The Trickery in "MapReduce vs. Parallel DBs"

lacker · on May 5, 2009

It doesn't make sense to compare mapreduce to databases. You might as well compare C++ with a 5 iron.

Mapreduce is for batch processing; databases are for live queries. You often use mapreduce with a database; the mapreduce can fill a database with data or take all the data out of a database and produce something of a different format. You don't write 100,000 line SQL statements but mapreduce is designed to run arbitrary code in the inner loop. You can't write a mapreduce-backed website that kicks off a mapreduce with each request, but that's a great use of SQL. Etc etc.

neilc · on May 5, 2009

databases are for live queries

No, databases are also commonly used for batch queries.

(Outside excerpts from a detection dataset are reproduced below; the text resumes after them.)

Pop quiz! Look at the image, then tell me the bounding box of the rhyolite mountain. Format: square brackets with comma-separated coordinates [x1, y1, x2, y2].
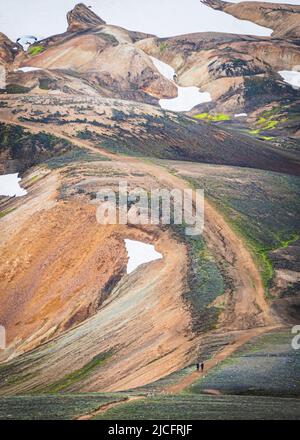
[0, 0, 300, 419]
[2, 1, 300, 119]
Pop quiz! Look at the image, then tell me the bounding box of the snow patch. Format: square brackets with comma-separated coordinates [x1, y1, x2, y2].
[17, 35, 38, 52]
[278, 70, 300, 89]
[150, 57, 211, 112]
[234, 113, 248, 118]
[125, 239, 163, 274]
[15, 66, 43, 73]
[0, 173, 27, 197]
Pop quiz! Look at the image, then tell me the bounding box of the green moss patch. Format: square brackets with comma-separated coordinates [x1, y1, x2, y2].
[42, 350, 113, 394]
[193, 113, 231, 122]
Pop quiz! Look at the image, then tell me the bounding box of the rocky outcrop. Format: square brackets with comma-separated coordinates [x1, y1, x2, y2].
[201, 0, 300, 38]
[0, 32, 22, 65]
[136, 32, 300, 114]
[67, 3, 105, 32]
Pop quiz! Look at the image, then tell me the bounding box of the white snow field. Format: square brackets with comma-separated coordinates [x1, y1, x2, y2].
[15, 66, 43, 73]
[278, 70, 300, 89]
[150, 57, 211, 112]
[0, 173, 27, 197]
[125, 239, 163, 274]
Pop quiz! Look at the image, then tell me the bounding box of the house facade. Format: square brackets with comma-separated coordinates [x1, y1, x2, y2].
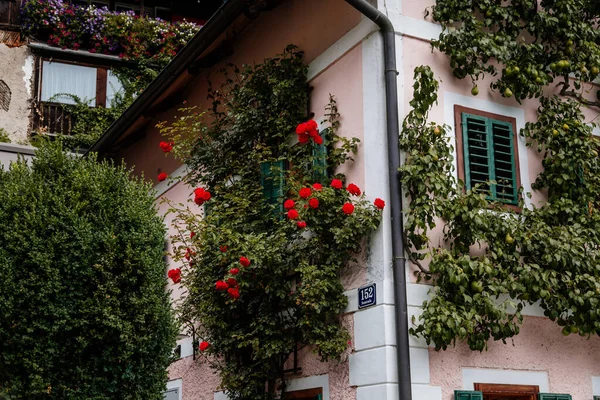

Are you familiar with data warehousing? Teradata, Greenplum, Netezza, and similar products? This sort of stuff, for example:

http://www.dbms2.com/2009/04/30/ebays-two-enormous-data-ware...

Parallel databases have been around since the late 1980s, and can be used for many of the same things MapReduce is often used for (large-scale batch data analysis). Hence the comparison.

lacker · on May 5, 2009

It's true there is overlap. But the original article as well as that dbms2 link focus on "query" performance. Mapreduce is specifically not designed for live queries, or really anything where the output is less than 10G or so. So its performance is no good for those things. On the other hand, at least as far as I am aware, with a data warehouse you can do some batch processing but SQL UDFs are fundamentally restricted. It is implausible to communicate with remote servers or parse html using a database. But those are normal things to do in a mapreduce.

neilc · on May 5, 2009

the original article as well as that dbms2 link focus on "query" performance. Mapreduce is specifically not designed for live queries

"query" != "live query".

[MapReduce was not designed for] anything where the output is less than 10G or so

Where does the MapReduce architecture make any such assumption?

It is implausible to communicate with remote servers or parse html using a database. But those are normal things to do in a mapreduce.

Sure -- while it is quite possible to do such things using SQL UDFs, I can believe it isn't done very often. Nevertheless, there is considerable overlap between the two tools, and plenty of scope for comparison.

anamax · on May 5, 2009

There's a difference between batch processing and batch queries.

At least one clustered sql database vendor supports the use of map-reduce to do data transforms. The results of which are made available via standard sql queries.